Short answer: No. Note that the worst case of this algorithm is when all elements are blue. In such case, you will need $2\cdot n$ swaps in the worst case. When all elements are blue the number of swaps can be zero.
Optimal algorithm:
I think that the following algorithm is the optimal one:
- Count the number of Reds, Blues and Whites in the array.
- Denote $n_{color}$ the number of elements of $color\in \{ Blue,Red,White \}$ in the array.
- Define $i=0, j=n_{Red}-1$, and $k=n_{Blue}+n_{Red}-1$, i.e., counters over the Reds,Blues and Whites arrays in the corresponding , respectively.
- Increase i,j,k until either the counter is lager than the size of the corresponding array (i.e., $i=n_{Red},j=n_{Blue}+n_{Red}$ and $k=n$), or that the corresponding element is not in the appropriate color (i.e., $a[i]$ is not red, $a[j]$ is not blue, $a[k]$ is not white).
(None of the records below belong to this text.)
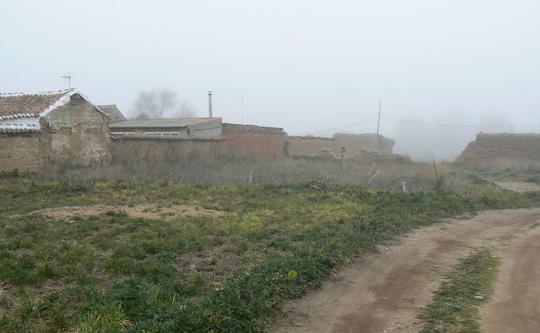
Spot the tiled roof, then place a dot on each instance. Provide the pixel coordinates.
(28, 105)
(112, 111)
(228, 127)
(161, 123)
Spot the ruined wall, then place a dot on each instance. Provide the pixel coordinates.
(502, 151)
(19, 152)
(354, 144)
(254, 141)
(133, 151)
(359, 143)
(76, 134)
(312, 146)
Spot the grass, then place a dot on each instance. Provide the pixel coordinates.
(531, 175)
(455, 304)
(116, 273)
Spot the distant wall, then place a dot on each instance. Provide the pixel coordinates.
(19, 152)
(502, 151)
(349, 145)
(254, 141)
(311, 146)
(132, 151)
(358, 143)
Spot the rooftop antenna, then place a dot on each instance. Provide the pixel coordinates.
(67, 77)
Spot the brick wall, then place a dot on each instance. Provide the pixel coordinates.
(132, 151)
(354, 144)
(75, 134)
(311, 146)
(254, 141)
(19, 152)
(502, 151)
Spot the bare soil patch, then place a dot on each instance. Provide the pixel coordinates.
(515, 305)
(387, 291)
(518, 186)
(147, 211)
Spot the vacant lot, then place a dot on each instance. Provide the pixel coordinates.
(223, 262)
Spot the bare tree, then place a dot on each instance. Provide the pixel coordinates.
(160, 103)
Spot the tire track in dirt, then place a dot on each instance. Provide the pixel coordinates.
(386, 291)
(515, 304)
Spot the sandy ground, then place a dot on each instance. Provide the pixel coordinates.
(515, 304)
(518, 186)
(148, 211)
(386, 292)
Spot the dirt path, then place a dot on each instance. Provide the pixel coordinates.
(515, 304)
(518, 186)
(386, 291)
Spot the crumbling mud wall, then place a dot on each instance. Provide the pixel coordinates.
(148, 151)
(19, 152)
(502, 151)
(340, 145)
(73, 135)
(254, 141)
(311, 146)
(359, 143)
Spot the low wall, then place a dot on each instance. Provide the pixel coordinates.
(311, 146)
(19, 152)
(132, 151)
(502, 151)
(348, 145)
(254, 141)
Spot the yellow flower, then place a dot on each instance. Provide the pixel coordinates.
(292, 274)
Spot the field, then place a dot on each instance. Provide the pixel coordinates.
(112, 256)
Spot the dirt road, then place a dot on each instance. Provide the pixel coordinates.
(385, 292)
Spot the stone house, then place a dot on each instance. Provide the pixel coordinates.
(113, 112)
(194, 128)
(51, 130)
(166, 141)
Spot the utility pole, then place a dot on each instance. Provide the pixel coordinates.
(241, 108)
(378, 127)
(67, 77)
(210, 104)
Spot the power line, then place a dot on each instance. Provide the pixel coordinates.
(340, 127)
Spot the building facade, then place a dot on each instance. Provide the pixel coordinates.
(51, 130)
(250, 141)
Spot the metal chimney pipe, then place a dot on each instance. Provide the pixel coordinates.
(210, 104)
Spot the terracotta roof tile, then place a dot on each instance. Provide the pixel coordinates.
(28, 105)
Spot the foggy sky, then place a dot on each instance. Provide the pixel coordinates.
(307, 66)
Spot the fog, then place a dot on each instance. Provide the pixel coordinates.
(444, 70)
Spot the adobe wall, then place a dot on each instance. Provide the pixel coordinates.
(134, 151)
(254, 141)
(75, 134)
(502, 151)
(19, 152)
(359, 143)
(311, 146)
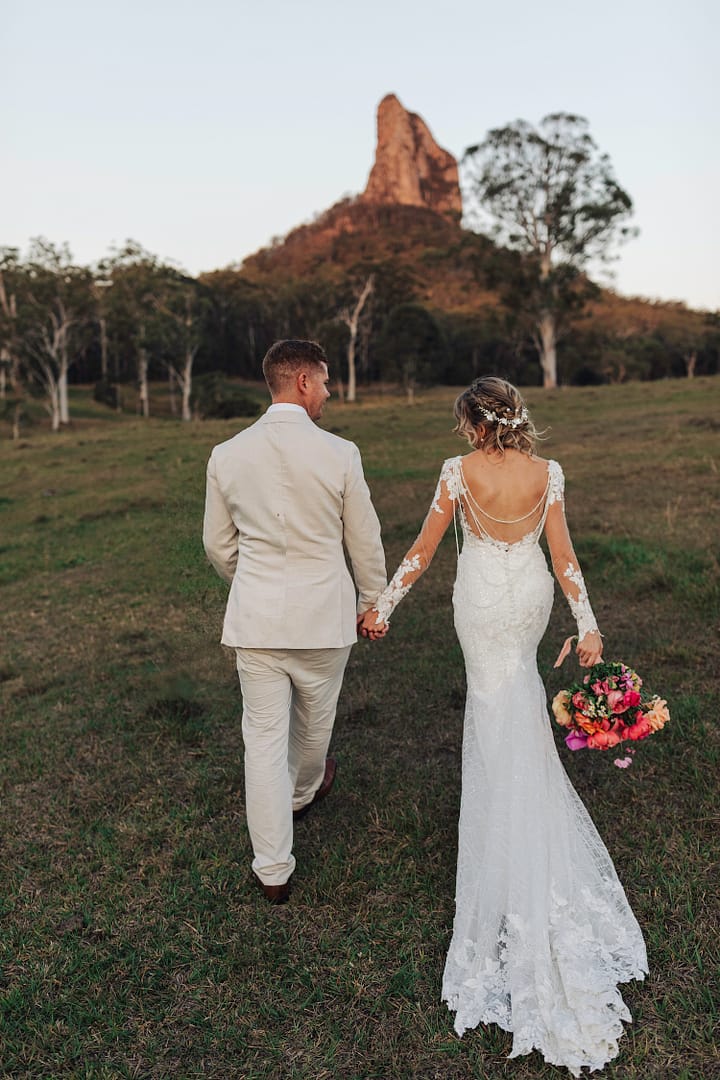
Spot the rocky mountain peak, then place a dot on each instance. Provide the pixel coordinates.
(410, 169)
The algorithm stops iff when all counters are lager than the size of the corresponding array $i=n_{Red},j=n_{Blue}+n_{Red}$ and $k=n$.
Now, if $a[i]$ is blue and $a[j]$ is red, then we can swap between them, and increase the counters of $i$ and $j$ until possible. The same can be said if $a[i]$ is white and $a[k]$ is red or $a[j]$ is white and $a[k]$ is blue. Thus if there are two elements of $(a[i],a[j],a[k])$ with the same color- we can swap the corresponding pair, and increase the corresponding counters.
In the edge case where $a[i]$ is blue and $a[j]$ is white, and $a[k]$ is red, we must do $2$ swaps. The same happens if $a[i]$ is white and $a[j]$ is red, and $a[k]$ is blue.
The number of swaps in such algorithm is at most $\frac{2}{3}n$, in case the array begins with $\frac{n}{3}$ blues, continues with $\frac{n}{3}$ whites, and ends with $\frac{n}{3}$ reds.
I think that this is the optimal algorithm, I will try to show later the correctness.
2.Is the algorithm applicable if there are 4 colors to be partitioned?
I think it does. In the worst case, you can use counting sort, which runs at $O(nk)$ given $n$ elements and $k$ colores.